Archive for January, 2008

After all, what is CMS?

01/29/2008

In this edition, we will be wrapping up our series on website localization with a discussion of Content Management System, better known as CSM. However, before we go into the localization process itself, allow me to provide a brief introduction of how this type of system works.

CMS is a set of tools installed on a server that are combined for the purpose of assisting with the administration, modification, publication and maintenance of online content, from simple websites to the most complex portals.

CMS may contain several resources and features, including the following:

Administration: the part of the system where you can enter, modify or delete content, install or remove additional modules and change the website settings, such as the title, date format, currency, language, etc.

Additional Modules: several CMS tools offer the possibility of having modules installed on the main system to enhance the website functionality, thus turning it into a true portal. Some of the most common examples of add-on modules include surveys, forums, private messaging, chat, calendar/agenda and others.

Templates: these define how the content will be displayed on the browser, including its formatting. Templates are HTML pages with placeholders that will be replaced with the text from the page the user requested from the server. A well-designed template should not contain text, only the page structure and formatting.

Database: the part of the CMS that stores the texts for each page, the very content of the website.

Engine: the CMS component that receives the pages requested by the user via browser. These requests trigger a process in which texts, templates and website settings are selected and the HTML code is assembled. This HTML code is then sent to the browser so that the user can view the requested page in the proper format.

There are several CMS tools available, yet only a few offer multi-language support. Before a CMS can be considered ready for localization, it must allow for proper identification of the language of the text to be entered in each page.
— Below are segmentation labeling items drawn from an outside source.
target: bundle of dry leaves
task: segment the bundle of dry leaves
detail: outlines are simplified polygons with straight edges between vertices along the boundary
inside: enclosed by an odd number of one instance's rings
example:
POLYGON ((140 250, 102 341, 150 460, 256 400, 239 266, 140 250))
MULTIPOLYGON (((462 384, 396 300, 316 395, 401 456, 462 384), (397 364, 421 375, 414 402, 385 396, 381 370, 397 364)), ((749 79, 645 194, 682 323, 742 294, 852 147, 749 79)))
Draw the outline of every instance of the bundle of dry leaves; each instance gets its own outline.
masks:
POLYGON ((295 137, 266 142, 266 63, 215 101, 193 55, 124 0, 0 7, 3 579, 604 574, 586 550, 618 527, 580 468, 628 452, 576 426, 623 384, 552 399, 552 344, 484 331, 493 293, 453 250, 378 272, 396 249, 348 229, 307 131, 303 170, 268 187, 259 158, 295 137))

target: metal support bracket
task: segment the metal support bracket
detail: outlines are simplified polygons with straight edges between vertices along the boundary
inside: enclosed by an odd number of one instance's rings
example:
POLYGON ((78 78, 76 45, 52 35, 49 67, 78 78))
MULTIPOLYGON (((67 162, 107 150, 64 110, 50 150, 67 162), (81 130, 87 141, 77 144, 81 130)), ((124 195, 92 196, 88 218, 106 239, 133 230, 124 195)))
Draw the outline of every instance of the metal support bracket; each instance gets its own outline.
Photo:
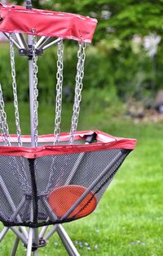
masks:
MULTIPOLYGON (((28 244, 24 244, 24 246, 25 248, 27 248, 28 244)), ((40 238, 39 239, 39 244, 36 245, 35 243, 33 243, 33 246, 32 246, 32 251, 35 251, 36 249, 37 249, 38 248, 41 247, 44 247, 46 245, 46 240, 43 238, 40 238)))
MULTIPOLYGON (((43 55, 42 49, 36 49, 35 52, 36 52, 36 56, 43 55)), ((24 49, 24 48, 19 49, 19 52, 20 56, 28 56, 29 60, 32 60, 33 58, 32 45, 29 45, 29 49, 24 49)))

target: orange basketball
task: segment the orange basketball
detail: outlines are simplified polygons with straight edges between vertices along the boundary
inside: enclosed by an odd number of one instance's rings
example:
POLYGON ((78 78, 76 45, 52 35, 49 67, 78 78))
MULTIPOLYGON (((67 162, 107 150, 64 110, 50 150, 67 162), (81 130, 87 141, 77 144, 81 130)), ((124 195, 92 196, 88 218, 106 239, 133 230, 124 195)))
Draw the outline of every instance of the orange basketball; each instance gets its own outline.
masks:
MULTIPOLYGON (((87 188, 78 185, 68 185, 54 189, 49 195, 48 201, 58 218, 62 218, 87 188)), ((91 213, 97 205, 96 196, 90 192, 85 199, 69 214, 68 218, 75 216, 80 218, 91 213), (91 199, 91 200, 90 200, 91 199), (88 205, 85 205, 90 201, 88 205), (85 207, 82 210, 81 210, 85 207), (81 212, 80 212, 81 210, 81 212)))

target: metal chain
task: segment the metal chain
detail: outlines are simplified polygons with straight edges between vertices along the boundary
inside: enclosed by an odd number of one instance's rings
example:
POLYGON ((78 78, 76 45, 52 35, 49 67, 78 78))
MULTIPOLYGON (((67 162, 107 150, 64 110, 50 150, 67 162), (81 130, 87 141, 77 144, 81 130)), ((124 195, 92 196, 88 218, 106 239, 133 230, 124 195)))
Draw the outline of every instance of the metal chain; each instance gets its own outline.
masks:
POLYGON ((4 110, 5 104, 2 97, 2 90, 0 83, 0 128, 2 137, 5 146, 11 146, 8 124, 7 123, 7 114, 4 110))
POLYGON ((82 101, 82 79, 84 77, 84 63, 86 59, 86 43, 79 43, 79 49, 77 52, 77 65, 76 74, 75 97, 73 103, 73 114, 72 117, 72 125, 70 129, 69 143, 73 144, 74 141, 74 134, 77 131, 78 117, 80 112, 80 103, 82 101))
POLYGON ((10 34, 10 56, 11 56, 11 77, 12 77, 12 90, 14 96, 14 108, 15 108, 15 126, 16 126, 16 134, 18 139, 19 146, 22 146, 21 141, 21 130, 20 125, 20 115, 19 115, 19 106, 18 106, 18 97, 17 97, 17 85, 15 81, 15 52, 14 44, 12 41, 12 34, 10 34))
POLYGON ((55 101, 55 140, 54 145, 59 143, 60 133, 60 122, 62 111, 62 86, 63 86, 63 68, 64 68, 64 44, 63 39, 58 42, 57 49, 57 73, 56 73, 56 101, 55 101))
POLYGON ((37 65, 37 56, 36 55, 35 45, 37 43, 36 36, 33 37, 33 127, 34 127, 34 144, 37 146, 37 125, 38 125, 38 117, 37 117, 37 108, 38 108, 38 90, 37 90, 37 72, 38 67, 37 65))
Let’s see how the differences between the CMS models interfere with website localization:

Localization-Ready CMS

This means that the system is prepared to deal with multiple languages for each page. In this case, the same body text, title and subtitle of a page will have several entries in the database, one page for each registered language. See the example in the database table below:

text_table
index page_num category text language
1 1 Title Welcome to Our Website! en_US
2 1 Title Bem vindo ao nosso site! pt_BR
3 1 subtitle Cosmetic Product Line en_US
4 1 subtitle Linha de produtos cosméticos pt_BR
5 1 Title Skin Care en_US
5 2 Title Cuidados com a pele pt_BR

To translate the content of this type of website, it is necessary to extract the texts together with the page identifier (pag_num), category and language into a translation-friendly file format. This process helps the localizer to reinsert the text into the database after the text has been translated into the target language.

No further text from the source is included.